Planet's health needs a team-effort
Instead of relying on rich governments' environmental governance and policy to forcibly wean us from our dependency on climate-changing fossil fuels, each of us could reduce our household energy and resource use, recycle more and consume less.
If all of us individually took care to minimise our harm to the natural world by downsizing his carbon footprint, we could collectively and substantially mitigate the ecological assaults burgeoning humanity continues to inflict.
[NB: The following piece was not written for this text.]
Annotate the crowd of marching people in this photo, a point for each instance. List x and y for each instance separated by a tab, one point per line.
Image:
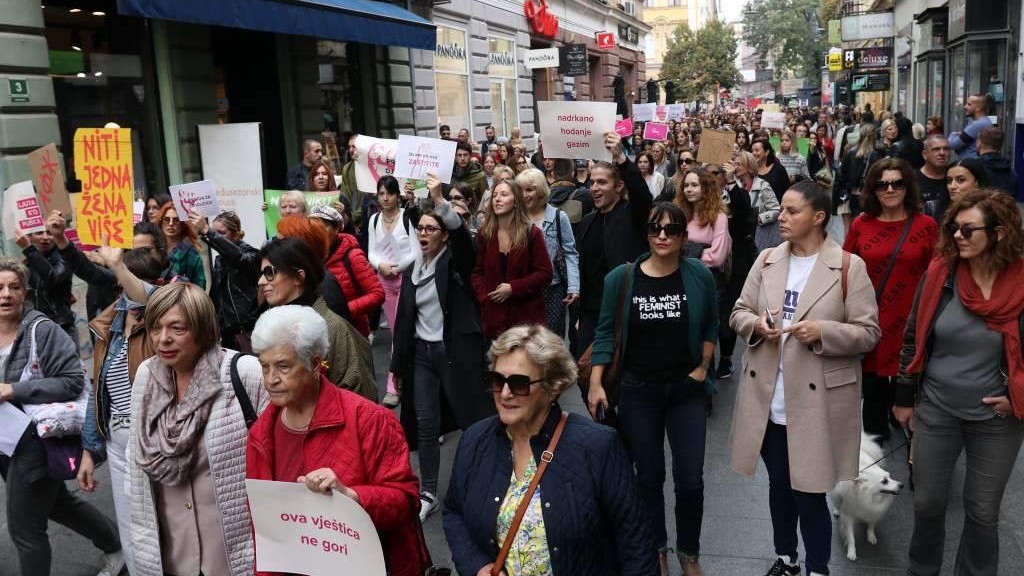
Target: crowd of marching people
872	280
The problem is that those of us who reduce, reuse, recycle and deeply think about our adverse lifestyles remain in the minority.
Most continue on our nonchalant route to ecological ruin because there is not a large enough disincentive to avoid petrol-guzzling four-wheel drives, the long commute from energy-sapping homes, and rid our addiction to disposable consumer goods carried in plastic shopping bags.
It is high time each of us took personal responsibility for lessening the impact of the lives we lead.
If we drove less, walked and cycled more, used small fuel-efficient cars and public transport, the world would breathe a sigh of relief.
Such a daily concerted effort by billions each day could add up to tip the balance back in favour of planet earth.
It is also unfair that those who care enough to act locally will be made to suffer the same harmful consequences of global warming and ecodegradation as the thoughtless and careless.
Regulations need to be enacted and enforced, and we need to vote in governments that genuinely care about the earth's medium- to long-term outlook.
We can continue to pretend that global warming and irretrievable eco-degradation will not prevail because we possess the ingenuity to fix our assaults on mother nature, but in the end, the laws of physics will prevail.